Does building a powerful competitive force improve our competitive position over the long term? Does our ability to win competitive conflicts, improve our positions in the minds of others? In business, for example, does having the large sales force or the most expensive marketing campaign necessarily guarantee us success? It will certainly win away business from competitors over the short term, but is winning those battles effective over time?
Whether we are talking about military or business conflict, initial success can be misleading. Winning the ground is less important than making it pay. Completing a move is only valuable if a productive claim can be made and maintained. Army building and taking territory tends to focus us on success in conflict rather than success in competition. We lose site of our goal of making victory pay.
Economics
If we think in terms of conflict rather than competition, we want the biggest armies and the most powerful sales forces. An initial increase in territory of sales, if these forces succeed, can confuse us into thinking that we are “winning.” However, making successful moves is not the same as establishing successful positions.
<Then> <not> <reach>
Then you won’t catch the enemy.
What is it that we won’t reach? If we think in terms of conflict, a large army cannot catch a smaller one. By definition, large forces have strength but smaller forces have speed. A large army can chase away a smaller competitor, securing the ground, but what does that win over the long term?
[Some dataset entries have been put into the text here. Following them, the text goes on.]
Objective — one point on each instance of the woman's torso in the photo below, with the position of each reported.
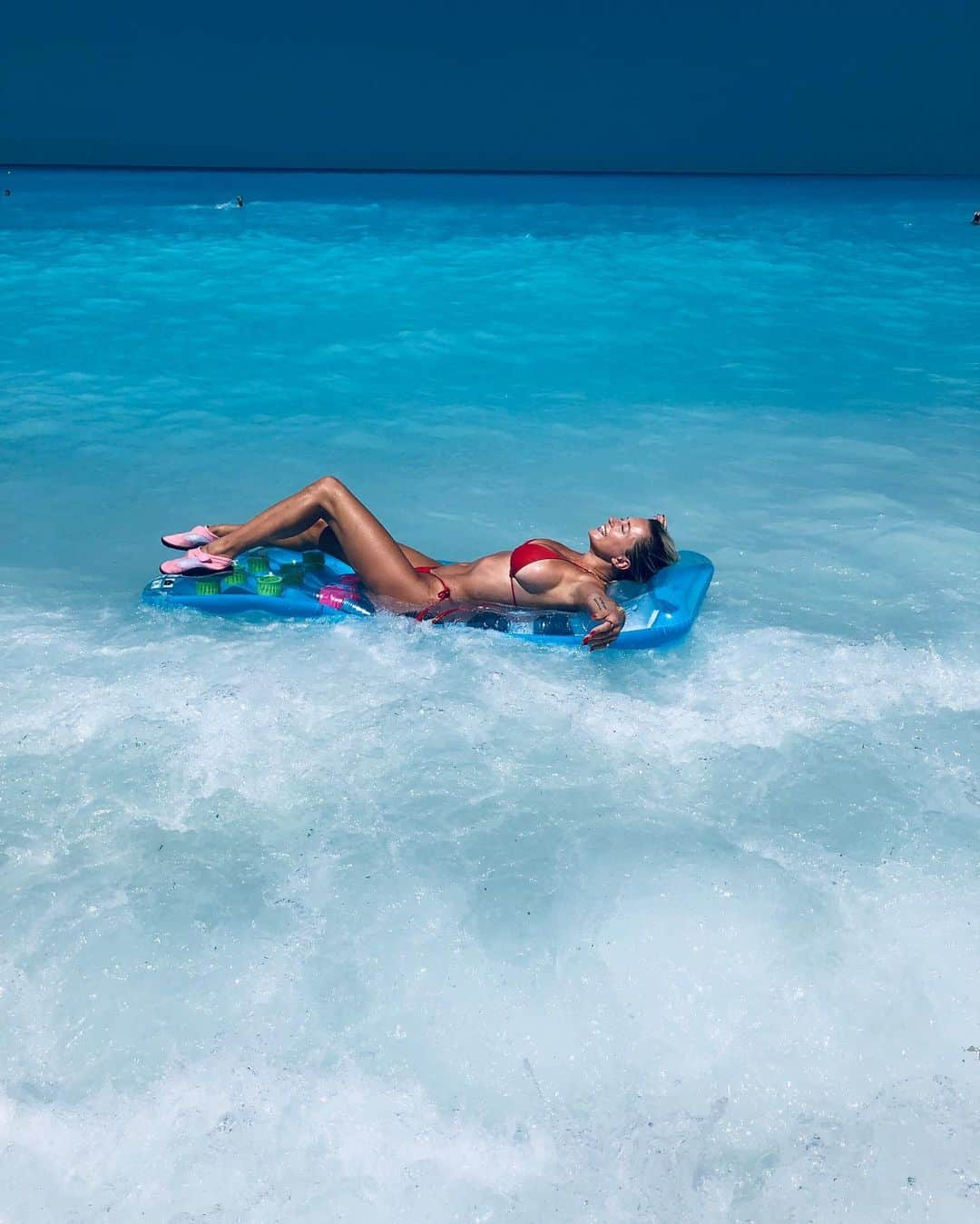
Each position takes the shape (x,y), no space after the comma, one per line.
(487,581)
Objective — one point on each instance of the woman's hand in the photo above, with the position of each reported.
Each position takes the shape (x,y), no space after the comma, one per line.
(611,617)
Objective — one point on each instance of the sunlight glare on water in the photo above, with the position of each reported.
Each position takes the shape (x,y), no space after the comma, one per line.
(381,923)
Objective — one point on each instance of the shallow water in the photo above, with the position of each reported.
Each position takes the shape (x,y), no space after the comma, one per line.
(378,923)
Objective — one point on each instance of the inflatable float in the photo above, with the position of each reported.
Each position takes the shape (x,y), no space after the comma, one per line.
(276,582)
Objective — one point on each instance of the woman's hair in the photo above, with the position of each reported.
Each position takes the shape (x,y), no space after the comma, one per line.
(651,554)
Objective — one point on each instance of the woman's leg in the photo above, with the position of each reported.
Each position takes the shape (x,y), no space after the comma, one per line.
(320,535)
(365,543)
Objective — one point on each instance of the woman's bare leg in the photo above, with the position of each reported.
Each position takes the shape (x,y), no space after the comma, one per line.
(366,543)
(319,535)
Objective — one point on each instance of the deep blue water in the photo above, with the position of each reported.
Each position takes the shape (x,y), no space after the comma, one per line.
(377,923)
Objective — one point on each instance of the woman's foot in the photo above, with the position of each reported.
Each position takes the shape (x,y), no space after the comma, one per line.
(196,563)
(193,539)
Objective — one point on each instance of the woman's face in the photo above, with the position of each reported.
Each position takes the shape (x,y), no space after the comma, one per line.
(615,536)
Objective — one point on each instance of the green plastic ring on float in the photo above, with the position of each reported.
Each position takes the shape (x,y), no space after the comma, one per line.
(270,584)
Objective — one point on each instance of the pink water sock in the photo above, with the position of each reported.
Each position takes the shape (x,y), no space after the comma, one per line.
(196,563)
(193,539)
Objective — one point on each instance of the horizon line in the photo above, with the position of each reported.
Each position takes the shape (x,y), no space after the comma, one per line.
(492,172)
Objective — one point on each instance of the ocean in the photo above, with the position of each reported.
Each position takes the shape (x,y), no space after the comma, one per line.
(379,923)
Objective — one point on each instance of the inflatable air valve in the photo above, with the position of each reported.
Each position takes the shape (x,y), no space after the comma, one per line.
(270,584)
(339,599)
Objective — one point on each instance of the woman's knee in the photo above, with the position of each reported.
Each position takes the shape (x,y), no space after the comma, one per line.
(327,490)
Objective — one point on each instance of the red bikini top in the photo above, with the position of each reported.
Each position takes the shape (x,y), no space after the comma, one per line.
(527,553)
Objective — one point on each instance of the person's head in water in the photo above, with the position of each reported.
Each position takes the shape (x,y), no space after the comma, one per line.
(636,549)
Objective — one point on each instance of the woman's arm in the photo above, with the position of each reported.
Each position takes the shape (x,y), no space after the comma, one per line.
(593,597)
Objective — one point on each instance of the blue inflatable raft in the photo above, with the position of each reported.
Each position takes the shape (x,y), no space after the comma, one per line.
(280,583)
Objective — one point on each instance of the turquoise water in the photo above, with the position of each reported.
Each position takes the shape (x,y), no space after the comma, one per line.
(378,923)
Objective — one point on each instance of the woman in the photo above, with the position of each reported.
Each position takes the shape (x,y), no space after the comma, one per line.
(537,574)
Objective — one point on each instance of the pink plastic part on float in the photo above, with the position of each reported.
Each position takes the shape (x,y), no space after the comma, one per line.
(336,595)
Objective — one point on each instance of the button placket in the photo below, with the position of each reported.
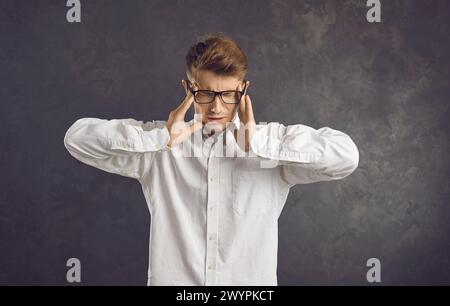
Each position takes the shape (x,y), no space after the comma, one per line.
(212,220)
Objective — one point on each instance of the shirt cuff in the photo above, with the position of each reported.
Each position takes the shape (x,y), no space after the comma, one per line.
(273,148)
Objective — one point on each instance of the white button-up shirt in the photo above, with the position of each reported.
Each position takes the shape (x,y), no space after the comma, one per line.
(214,209)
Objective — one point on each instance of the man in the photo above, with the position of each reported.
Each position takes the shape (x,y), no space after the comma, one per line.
(215,186)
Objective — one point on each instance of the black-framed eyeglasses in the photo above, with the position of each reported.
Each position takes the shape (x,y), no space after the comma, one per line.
(207,96)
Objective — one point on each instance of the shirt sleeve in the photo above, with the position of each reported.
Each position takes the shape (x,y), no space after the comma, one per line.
(120,146)
(306,155)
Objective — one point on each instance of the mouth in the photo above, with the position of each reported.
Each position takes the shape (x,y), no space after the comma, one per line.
(215,119)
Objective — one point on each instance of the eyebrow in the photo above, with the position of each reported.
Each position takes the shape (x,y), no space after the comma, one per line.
(209,88)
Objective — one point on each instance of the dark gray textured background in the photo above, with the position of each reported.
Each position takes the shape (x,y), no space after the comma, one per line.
(318,63)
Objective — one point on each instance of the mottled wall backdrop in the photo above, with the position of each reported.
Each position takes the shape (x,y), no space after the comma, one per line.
(318,63)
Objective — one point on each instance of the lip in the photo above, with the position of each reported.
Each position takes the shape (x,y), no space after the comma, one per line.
(215,118)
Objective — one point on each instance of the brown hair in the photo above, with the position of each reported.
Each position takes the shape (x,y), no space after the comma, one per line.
(217,53)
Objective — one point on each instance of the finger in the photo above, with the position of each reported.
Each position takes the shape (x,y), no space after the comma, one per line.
(242,106)
(249,107)
(187,102)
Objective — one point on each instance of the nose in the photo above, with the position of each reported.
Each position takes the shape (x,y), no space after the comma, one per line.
(217,105)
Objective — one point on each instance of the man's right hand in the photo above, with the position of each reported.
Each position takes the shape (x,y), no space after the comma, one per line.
(179,130)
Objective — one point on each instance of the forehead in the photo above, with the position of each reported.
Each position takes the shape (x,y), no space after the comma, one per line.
(211,81)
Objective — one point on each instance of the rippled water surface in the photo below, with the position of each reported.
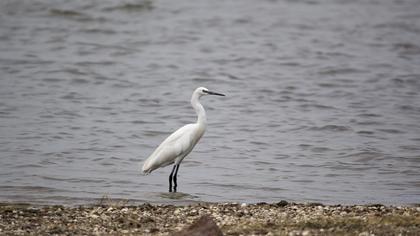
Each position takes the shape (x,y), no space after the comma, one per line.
(323,99)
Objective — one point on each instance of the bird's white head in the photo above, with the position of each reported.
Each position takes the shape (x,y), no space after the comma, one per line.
(201,91)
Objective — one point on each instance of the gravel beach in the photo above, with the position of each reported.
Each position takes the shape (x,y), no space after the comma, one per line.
(280,218)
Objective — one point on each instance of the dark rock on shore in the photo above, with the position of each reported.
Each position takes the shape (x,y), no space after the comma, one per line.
(232,219)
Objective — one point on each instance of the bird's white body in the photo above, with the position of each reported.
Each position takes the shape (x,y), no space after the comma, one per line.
(180,143)
(174,148)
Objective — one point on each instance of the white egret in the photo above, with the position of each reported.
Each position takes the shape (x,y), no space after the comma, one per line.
(180,143)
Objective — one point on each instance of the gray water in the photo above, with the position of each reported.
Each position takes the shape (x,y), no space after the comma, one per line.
(323,99)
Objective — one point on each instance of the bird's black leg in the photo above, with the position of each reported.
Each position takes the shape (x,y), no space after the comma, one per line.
(175,174)
(170,179)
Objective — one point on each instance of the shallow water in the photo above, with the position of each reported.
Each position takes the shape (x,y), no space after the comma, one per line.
(323,99)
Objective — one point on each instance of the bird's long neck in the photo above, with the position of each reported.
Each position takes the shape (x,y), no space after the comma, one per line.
(199,109)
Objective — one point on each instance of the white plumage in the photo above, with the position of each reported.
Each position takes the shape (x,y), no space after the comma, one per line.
(180,143)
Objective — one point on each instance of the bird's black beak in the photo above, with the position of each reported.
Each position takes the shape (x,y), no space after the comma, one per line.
(214,93)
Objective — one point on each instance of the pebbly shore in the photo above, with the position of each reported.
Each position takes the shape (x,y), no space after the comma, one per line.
(280,218)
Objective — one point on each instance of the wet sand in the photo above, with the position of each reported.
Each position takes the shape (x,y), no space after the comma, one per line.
(282,218)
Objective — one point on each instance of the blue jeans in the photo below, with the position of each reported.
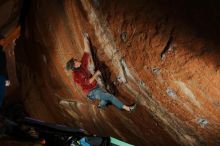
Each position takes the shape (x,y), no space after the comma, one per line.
(2,89)
(104,98)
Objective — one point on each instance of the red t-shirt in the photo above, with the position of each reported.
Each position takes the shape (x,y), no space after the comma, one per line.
(82,75)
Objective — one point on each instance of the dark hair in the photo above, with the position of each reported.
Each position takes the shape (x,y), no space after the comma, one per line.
(70,65)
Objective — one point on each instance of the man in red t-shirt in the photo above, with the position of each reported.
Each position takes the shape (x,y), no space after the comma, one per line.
(87,81)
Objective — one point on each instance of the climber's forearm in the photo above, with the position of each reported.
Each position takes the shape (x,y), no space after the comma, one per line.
(95,76)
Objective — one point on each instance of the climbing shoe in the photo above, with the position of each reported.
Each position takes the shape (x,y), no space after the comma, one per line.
(132,107)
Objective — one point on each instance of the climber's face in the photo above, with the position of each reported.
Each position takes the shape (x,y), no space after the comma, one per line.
(77,63)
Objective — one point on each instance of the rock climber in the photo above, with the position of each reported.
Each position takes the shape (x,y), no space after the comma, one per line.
(3,71)
(88,83)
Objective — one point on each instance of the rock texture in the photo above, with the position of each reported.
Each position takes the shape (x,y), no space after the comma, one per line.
(162,54)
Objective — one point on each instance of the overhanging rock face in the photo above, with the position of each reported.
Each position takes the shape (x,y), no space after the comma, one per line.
(164,55)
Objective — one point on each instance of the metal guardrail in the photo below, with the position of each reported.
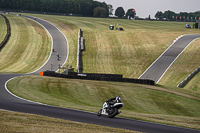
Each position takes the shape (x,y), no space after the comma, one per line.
(184,82)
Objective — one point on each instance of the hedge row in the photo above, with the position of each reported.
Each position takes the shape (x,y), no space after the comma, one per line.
(99,77)
(2,44)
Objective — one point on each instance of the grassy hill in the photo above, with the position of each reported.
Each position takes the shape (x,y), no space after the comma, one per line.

The goal must always be economic. Competition in any form is costly, and conflict is the most costly of all. And those economics must work over months and years, not just weeks and days. The point of securing positions, which is really a place in the minds of others, is to make our positions pay. We can secure the external competitive ground, but that doesn’t necessarily secure a valuable position in the minds of others.
In business, the economics are well established. It costs about ten times more to win a new customer than it does to make sales to repeat customers. The secret to all business success is having customers who come back on their own. When we see the long lines at a Chick-fil-A drive-through, we aren’t seeing the effects of their huge marketing campaigns. We are seeing customers come back because the product is worth it.
This is the type of position we want. The positions in people’s minds where they come back because what they find what we offer valuable. We can spend our efforts creating value or creating powerful forces for competition. Winning a sale is much less valuable than winning a mind.
<Entrust> <army> <and> <yet> <conflict> <advantage>
You can force your army to go fight for an advantage.
In my experience, powerful competitive forces force us to focus on winning in conflict instead of making our positions pay. Based on their initial success, if any, they will want more and more of our resources. The problem is that our resources are limited. By pouring them into our competitive forces, we are growing a monster that demands to be fed.
To keep the system working, we will feel like we have to trust the army, sales force, or marketing to keep those expensive, new customers coming in. What we are building is not a sustainable position but something more like a Ponzi scheme that depends upon growth to keep us alive.
Military campaigns down through history have made this mistake. "Pyrrhic victories" is the term that we give these “successes.” The name comes from King Pyrrhus of Epirus. He defeated the Romans at the Battle of Heraclea in 280 BC and again at the Battle of Asculum a year later. In looking at what he had won, he famously said, “Another such victory will ruin me.” King Pyrrhus’s story illustrates another problem with conflict: conflicts tend to continue past all reason.
What is the result?
<Then> <wagon> <heavy> <discard>
Then you abandon your heavy supply wagons.
King Pyrrhus was complaining about the loss of lives, but, for most of us, the problem is the loss of limited resources. Making successful claims is more valuable than winning a hundred battles because holding ground that pays is more profitable than winning ground that we must continue to fight over.